Bir versiyona göre, A.Ostrovsky, Maly Tiyatrosu'nun aktrislerinden birine aşık olduğu bir zamanda "Fırtına" yazdı. Adı Lyubov Kositskaya idi, yazar eserini ona adadı. Bununla birlikte, duygularının tepkisiz olduğu ortaya çıktı ve kız kalbini başka bir kişiye verdi, çünkü fakirleşip aniden öldü. Katerina rolünü üstlenen oyuncu, sahnede gerçek kaderini önceden belirleyerek pratikte kendisi oynadı. Katerina onun için kendi iç dünyasının, kendi ıstırabının ve deneyimlerinin bir özelliği. Gösteri sadece halk tarafından değil, imparatorun kendisi tarafından da beğenildi.

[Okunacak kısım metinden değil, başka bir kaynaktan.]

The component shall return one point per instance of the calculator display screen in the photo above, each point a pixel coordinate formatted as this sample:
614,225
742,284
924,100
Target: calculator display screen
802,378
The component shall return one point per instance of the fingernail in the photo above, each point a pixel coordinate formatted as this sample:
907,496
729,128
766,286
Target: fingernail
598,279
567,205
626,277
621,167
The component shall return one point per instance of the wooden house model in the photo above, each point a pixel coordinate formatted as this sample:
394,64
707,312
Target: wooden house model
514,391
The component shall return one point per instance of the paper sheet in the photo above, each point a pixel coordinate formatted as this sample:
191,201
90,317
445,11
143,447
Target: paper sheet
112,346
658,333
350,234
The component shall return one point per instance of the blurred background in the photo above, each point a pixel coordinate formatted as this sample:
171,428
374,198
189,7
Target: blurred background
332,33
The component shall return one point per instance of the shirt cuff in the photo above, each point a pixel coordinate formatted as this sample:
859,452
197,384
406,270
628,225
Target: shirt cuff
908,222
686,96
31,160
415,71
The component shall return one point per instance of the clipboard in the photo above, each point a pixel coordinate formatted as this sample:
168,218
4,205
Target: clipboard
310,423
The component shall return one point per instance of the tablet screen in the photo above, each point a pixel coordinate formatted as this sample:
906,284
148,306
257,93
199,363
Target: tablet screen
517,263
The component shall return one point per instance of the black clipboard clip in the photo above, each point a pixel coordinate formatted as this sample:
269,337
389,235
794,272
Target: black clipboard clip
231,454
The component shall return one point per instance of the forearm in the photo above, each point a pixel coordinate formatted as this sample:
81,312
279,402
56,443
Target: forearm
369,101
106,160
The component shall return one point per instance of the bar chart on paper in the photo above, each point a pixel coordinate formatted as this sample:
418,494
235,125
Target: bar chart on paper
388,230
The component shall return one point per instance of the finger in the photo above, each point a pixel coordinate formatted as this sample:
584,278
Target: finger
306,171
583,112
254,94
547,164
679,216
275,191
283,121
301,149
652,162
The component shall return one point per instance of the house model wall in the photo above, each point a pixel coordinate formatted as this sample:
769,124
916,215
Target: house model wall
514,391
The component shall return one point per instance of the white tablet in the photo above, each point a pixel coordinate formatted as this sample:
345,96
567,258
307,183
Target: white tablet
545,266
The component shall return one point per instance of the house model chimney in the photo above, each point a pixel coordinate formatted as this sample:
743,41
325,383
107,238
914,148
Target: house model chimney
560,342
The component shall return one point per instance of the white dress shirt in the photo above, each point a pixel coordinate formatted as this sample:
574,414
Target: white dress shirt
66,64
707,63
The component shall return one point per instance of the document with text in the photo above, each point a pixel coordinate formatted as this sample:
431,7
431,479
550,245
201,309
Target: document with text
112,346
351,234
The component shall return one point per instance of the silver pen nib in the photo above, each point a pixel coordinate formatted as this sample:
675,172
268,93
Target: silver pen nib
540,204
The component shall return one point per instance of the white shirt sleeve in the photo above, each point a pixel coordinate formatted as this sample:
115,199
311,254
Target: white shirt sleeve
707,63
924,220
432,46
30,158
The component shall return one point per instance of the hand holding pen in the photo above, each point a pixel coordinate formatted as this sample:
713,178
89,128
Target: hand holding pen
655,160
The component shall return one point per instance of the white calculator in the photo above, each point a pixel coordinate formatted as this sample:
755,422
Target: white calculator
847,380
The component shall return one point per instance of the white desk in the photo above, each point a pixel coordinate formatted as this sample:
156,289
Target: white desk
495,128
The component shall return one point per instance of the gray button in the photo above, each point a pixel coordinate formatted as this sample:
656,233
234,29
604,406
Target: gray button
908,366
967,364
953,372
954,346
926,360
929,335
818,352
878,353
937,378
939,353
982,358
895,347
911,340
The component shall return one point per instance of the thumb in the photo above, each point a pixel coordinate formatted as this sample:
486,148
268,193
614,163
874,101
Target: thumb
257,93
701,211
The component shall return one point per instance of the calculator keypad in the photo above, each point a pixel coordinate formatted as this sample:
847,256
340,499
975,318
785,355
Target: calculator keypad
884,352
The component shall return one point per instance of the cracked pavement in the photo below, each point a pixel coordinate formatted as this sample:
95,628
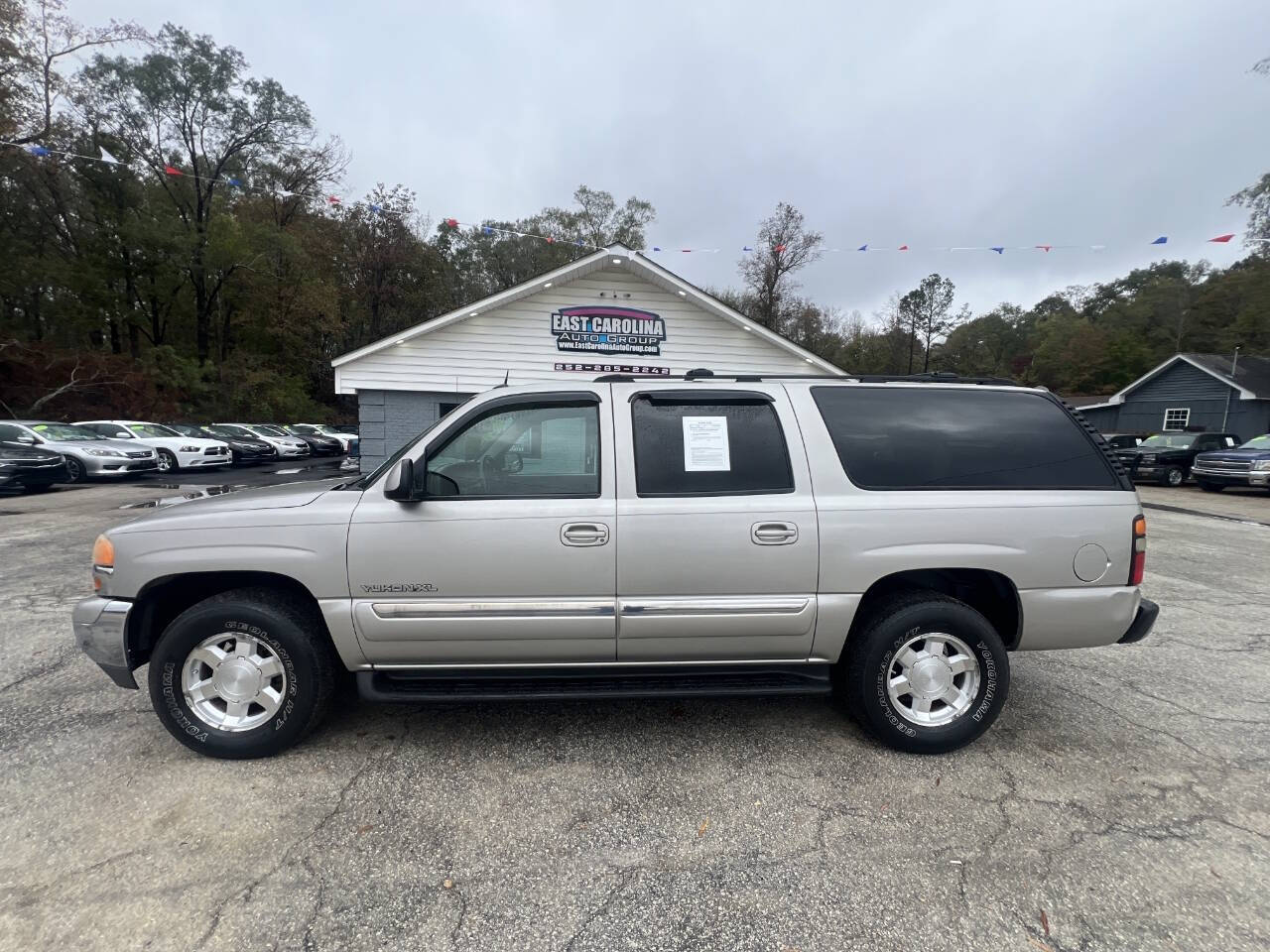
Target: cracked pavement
1123,792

Kızın kişiliği çok etkilendiçocukluğunun kapsamı. Gençlik yılları mutlu ve kaygısızdı: hayattan zevk aldı, hareketlerinde özgürdü, özgürlükten zevk aldı ve sevdiklerinin sıcaklığına ve özenine düşkündü. Romanın ilk sayfalarından karakterizasyonu okuyucunun neredeyse mükemmel göründüğü, erken yaşta kiliseye katılan Katerina çok ahlaki ve dindardı, Tanrı'nın antlaşmalarını, "başka bir dünya" için bıraktığı görünen hizmetler sırasında yüzünü ruhsallaştırdı ve yükseltti. Birçok yönden öfkeli inanç ve Catherine'in kişisel felaketi için ön koşul haline geldi, çünkü kilisede sevdiği Boris ile tanıştı. Ebeveyn evinde, kız dürüst, açık, sevgiyi deneyimlemeyi, kibarlaşmayı ve şefkatli olmayı öğrendi.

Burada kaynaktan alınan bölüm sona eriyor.